Billionaire SAS software pioneer Goodnight paves successor's way
(Bloomberg) --More than four decades after co-founding SAS Institute, Jim Goodnight is considering some changes.
The college professor-turned-entrepreneur is grooming his 54-year-old chief operating and technology officer Oliver Schabenberger to eventually take over when he retires, Goodnight said last week in an interview.
Goodnight has headed SAS -- the world’s largest closely held software company by revenue -- since its inception in 1976. Despite its low profile, the firm had revenue of $3.27 billion in 2018, thanks to analytic platforms that are used by more than 83,000 businesses, governments and universities.
The changes at the top aren’t imminent and are part of a longer-term strategy. Goodnight, 76, is still in the office every day and remains an active chief executive officer.
“I can’t retire yet,” he said. “My golf game is terrible.”
Asked if he’d ever consider selling, Goodnight said “if the right offer came along,” but later added “we are not considering a sale of the company for the foreseeable future.”
Still, that’s a more accommodating stance than a decade ago, when the company said “We don’t have a sign in the front yard by any means.”

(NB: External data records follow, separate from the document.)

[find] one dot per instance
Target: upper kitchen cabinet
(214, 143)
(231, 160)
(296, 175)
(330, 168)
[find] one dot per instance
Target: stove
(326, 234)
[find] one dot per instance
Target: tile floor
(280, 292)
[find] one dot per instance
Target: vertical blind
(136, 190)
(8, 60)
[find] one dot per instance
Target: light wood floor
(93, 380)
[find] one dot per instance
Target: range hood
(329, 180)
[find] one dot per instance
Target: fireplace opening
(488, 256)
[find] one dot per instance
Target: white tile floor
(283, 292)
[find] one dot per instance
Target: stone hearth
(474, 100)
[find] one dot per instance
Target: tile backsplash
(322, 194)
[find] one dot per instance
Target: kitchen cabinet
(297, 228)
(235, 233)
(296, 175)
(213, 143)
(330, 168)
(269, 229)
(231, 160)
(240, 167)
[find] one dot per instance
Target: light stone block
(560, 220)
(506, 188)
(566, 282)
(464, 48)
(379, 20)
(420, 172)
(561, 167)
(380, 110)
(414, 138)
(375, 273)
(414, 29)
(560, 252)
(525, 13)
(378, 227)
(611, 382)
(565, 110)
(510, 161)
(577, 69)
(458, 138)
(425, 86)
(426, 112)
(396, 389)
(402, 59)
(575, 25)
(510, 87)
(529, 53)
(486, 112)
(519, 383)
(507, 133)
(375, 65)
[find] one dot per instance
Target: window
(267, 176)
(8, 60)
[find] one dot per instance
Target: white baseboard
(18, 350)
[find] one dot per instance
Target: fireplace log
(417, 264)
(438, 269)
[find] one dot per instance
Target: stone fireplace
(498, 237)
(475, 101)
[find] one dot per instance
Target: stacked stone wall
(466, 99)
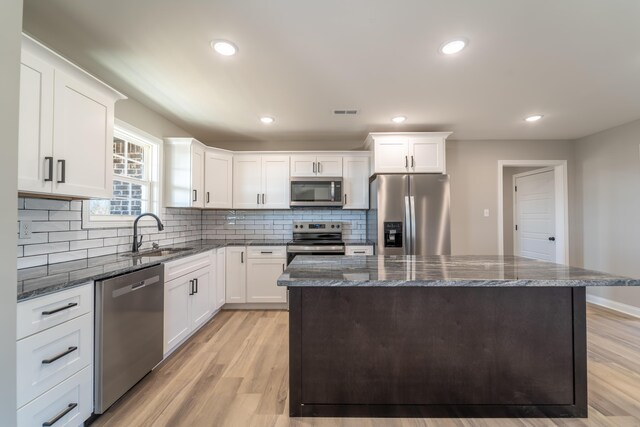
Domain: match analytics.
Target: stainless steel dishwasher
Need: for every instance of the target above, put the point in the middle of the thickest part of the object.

Since then, the business of analyzing data has attracted plenty of deep-pocketed rivals like Alphabet Inc., Amazon.com Inc. and International Business Machines Corp. To keep pace, SAS is increasing its investment in artificial intelligence with a $1 billion push to further automate data analysis decisions. Over the past two years, the firm has been incorporating AI into its anti-money laundering tool for financial institutions.
“I have always thought in terms of two years down the road,” Goodnight said. “Two years out, I think we will have brought AI to a lot more of our solutions.”

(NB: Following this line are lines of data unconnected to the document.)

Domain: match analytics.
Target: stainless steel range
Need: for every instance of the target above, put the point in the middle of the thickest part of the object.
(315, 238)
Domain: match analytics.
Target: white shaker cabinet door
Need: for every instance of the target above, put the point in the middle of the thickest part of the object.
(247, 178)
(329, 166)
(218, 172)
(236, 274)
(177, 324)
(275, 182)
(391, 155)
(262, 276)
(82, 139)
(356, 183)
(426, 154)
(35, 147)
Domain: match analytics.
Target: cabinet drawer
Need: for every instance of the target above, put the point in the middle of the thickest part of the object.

The business Goodnight and his colleagues spun out of North Carolina State University has become one of the biggest companies in the region. Revenue has grown every year since 1976, helping make Goodnight -- who owns two-thirds of the company -- the 39th richest person in the U.S. with a $13 billion fortune, according to the Bloomberg Billionaires Index.
But monetizing that fortune could prove tricky, given the competitive landscape.
“SAS might be past its sell-by-date,” said Rita Sallam, an industry analyst at Gartner. “They were really the only game in town maybe 10 years ago before the rise of open source, before the rise of cloud. There is a much broader set of options for people looking to deploy data science and machine learning.”
Still, SAS is a company with plenty of major retail and bank clients who depend on it, she said. “It’s not going anywhere anytime soon,” she said.
Goodnight went from NCSU statistics professor to executive after he and his co-founders were invited to speak at an event for users of the statistical analysis software -- or SAS -- they’d developed to improve crop yields. When 350 people showed up, Goodnight realized they were on to something.
“We were the stars of the show,” Goodnight said. “We said we need to get out of the university. We can’t grow here -- and it was pretty clear that we could be successful.”
Things took off quickly
“We just tried to end the year making as much money as we did at the university, but by the second or third year we were doubling revenue every year,” Goodnight said.
SAS is located just outside of Raleigh, North Carolina, which has been an advantage for the company, Goodnight said. It allows them to recruit heavily from three nearby universities: Duke, North Carolina and NCSU.
“It’s great because we don’t have to pay quite as high of salaries as Silicon Valley does,” he said, adding that the cost of living is lower in the region and it still offers competitive compensation. “We’re seeing more and more companies trying to get out of Silicon Valley. Rent for a one-bedroom is $3,000 a month and the prices have just gone out the roof.”
Schabenberger also taught college statistics before joining SAS in 2002, first at Michigan State University and then at Virginia Tech.
“I didn’t join SAS to be a manager, to be in the C-suite,” he said. “I joined to write code. I love programming and I was looking for a challenge.”
If he’s named to the top job, he should have plenty of challenges.
“They have a very large installed base of legacy software, but new growth is relatively flat," Sallam said. “One of the challenges SAS has with its installed base is their business model. It’s very complex, viewed as expensive and difficult to use -- exactly the opposite of what companies are looking for when they buy analytics software.”
Schabenberger only sees growth opportunities, saying that SAS’s offerings will more effectively enable customers to leverage big data.
“Devices we’re using today, they’re somewhat smart, but they’re still kind of dumb,” he said. “What if we could have those devices learn. What if the car actually learns how you drive and the phone learns your voice and what if they communicate with each other and form an informal network.”
When Schabenberger does take the reins, Goodnight should have ample opportunities to work on his golf game. He’s the co-owner of Prestonwood Country Club, which has three courses.
“I just don’t know if it’ll get any better,” he said.